HC Deb 08 November 1888 vol 330 c646
DR. CAMERON (Glasgow, College)

asked the Under Secretary of State for the Colonies, Whether his attention has been called to the following passage in a letter, dated from Manchester, and signed James F. Hutton, which appeared in The Times, of the 5th instant:— Four weeks back, at a meeting of the Chamber of Commerce in this city, an English merchant, speaking in the presence of the Governor of Sierra Leone, relative to the action last year of a piratical chief at Sherbro, said, 'He swept down and took 900 captives out of British territory, 700 women and children and 200 men, all British subjects. Not a finger has been lifted to rescue these people from captivity, and the majority of them are in captivity to this day.' This statement was not contradicted at the time. It was published next day, but still remains unnoticed; and, if he would inform the House whether there is any, and, if so, what, foundation for the statement referred to?


My attention has been called to the letter.
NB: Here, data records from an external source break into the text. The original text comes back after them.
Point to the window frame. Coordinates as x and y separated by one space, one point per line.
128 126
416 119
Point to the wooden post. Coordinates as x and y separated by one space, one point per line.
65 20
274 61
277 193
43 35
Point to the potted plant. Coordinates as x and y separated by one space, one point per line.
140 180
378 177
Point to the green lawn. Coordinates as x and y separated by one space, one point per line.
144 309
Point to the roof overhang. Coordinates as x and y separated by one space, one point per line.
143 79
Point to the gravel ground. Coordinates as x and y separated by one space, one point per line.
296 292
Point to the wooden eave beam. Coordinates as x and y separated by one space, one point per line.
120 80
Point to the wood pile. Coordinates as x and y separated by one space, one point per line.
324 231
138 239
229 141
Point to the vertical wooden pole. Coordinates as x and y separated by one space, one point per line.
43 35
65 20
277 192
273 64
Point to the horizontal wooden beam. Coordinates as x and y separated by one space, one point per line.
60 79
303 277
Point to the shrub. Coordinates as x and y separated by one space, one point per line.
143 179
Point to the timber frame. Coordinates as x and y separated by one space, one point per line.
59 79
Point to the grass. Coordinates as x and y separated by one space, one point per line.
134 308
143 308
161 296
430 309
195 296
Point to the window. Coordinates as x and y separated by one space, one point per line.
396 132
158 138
It is to be presumed that the speaker referred to the raid made on the Sulymah District in April of last year, the details of which are given at length in No. 80 of Blue Book C. 5,236. There is no information in the Colonial Office showing that 900 British subjects, or any similar number, were carried off by the raiders; but some were, no doubt, carried away. It was decided that there was no such prospect of effectually punishing the raiders and preventing further attacks as would justify a prolonged and very costly expedition to a long distance into the interior; but the Governor has been instructed to consider how a defensive force may best be organized; and, in the meantime, all practicable temporary measures have been taken.